Lutz went on to say he has concerns about retention. Really? Are these executives going to up and quit? In Detroit? In this job market? And there’s nobody in the entire state of Michigan who couldn’t step into their job and be happy to have it?
Let’s talk about some other people who are way, way, way underpaid.
Like thousands of GM white-collar employees who were forced out or sent off to early retirement only to see their pensions and benefits cut, cut and cut again. Or the folks at Delphi, once GM employees, who saw their benefits gutted in bankruptcy while hundreds of millions of dollars were requested for “retention” bonuses. Strange, but I haven’t seen them getting billions of dollars from the feds.
Knowing the auto industry, I would imagine most of these people had rigorous jobs, demands and accountability and look at what their efforts got them. But what these people didn’t do was steer what was once the largest automaker in the world into a situation where billions of dollars in federal money and more billions in forgiven or abandoned debt were required to keep the doors open.
That brings us to some other people who are underpaid: the thousands of people who invested in GM stock and planned on part of their income being dividends. Their investments are now essentially worthless. Yes, that’s one of the risks of investing, but it doesn’t change the outcome.
General Motors is on the hook for billions of dollars to the American taxpayer. To be blunt, anyone who has a job at GM owes it to the American taxpayer because without the government’s largess, assistance and bullying of various creditors, there would be few jobs at GM at all: just a small staff to handle the liquidation.
Since all this happened less than a year ago, I think it’s a bit disingenuous of Mr. Lutz to complain about the pay, especially for executives. Perhaps for once in the annals of modern American business, it would be best to let the incumbents earn their keep, turn GM around and pay off their debts. If they can pull that off, I don’t think anyone would begrudge them a raise.
But first, let’s see them earn it.

Why can’t GM find a CEO?

General Motors can’t find a CEO, complained Ed Whitacre, because of rules limiting pay to only ten or twenty times America’s median household income.

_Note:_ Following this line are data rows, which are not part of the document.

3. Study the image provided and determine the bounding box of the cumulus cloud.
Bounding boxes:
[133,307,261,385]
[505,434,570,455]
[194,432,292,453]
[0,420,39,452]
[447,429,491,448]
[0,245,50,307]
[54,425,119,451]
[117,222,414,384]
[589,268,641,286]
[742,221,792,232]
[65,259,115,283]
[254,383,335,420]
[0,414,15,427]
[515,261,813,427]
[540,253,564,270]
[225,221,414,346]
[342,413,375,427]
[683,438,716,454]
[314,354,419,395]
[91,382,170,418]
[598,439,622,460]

That’s an interesting statement. Lee Iacocca took $1 for his salary until Chrysler was back on its feet, and he was still a desirable executive. Many high-achievingn leaders of profitable corporations take far less than what GM can pay, even with the mandatory pay caps. Indeed, any executive who makes it past the loan payoffs will do quite handsomely, probably getting hundreds of millions of dollars in overall compensation.

Maybe that little phrase is the problem — “any executive who makes it past the loan payoffs.”

Ed Whitacre just trashed a highly respected man, Fritz Henderson, and at least one anonymous board member whined that Henderson was “a GM lifer.” There’s no indictment worse than being loyal to your employer, is there?

Henderson might have been at GM for a long, long time, but he was also unusual. He refused to take private jets because the cost difference, in his words, was the same as one person’s job for a year. When he was put in charge, he acted decisively. Too decisively, in fact, for Whitacre, who had different ideas about what to do.

Perhaps GM is having a hard time finding a CEO not because they cannot pay the obscene salaries demanded by today’s corporate aristocrats, but because their board is playing the “guess what I’m thinking” game, where if you guess wrong, you get snide comments made anonymously to the national media and a sudden dismissal. After all, even Business Week has consistently found there’s no relationship between CEO performance and pay.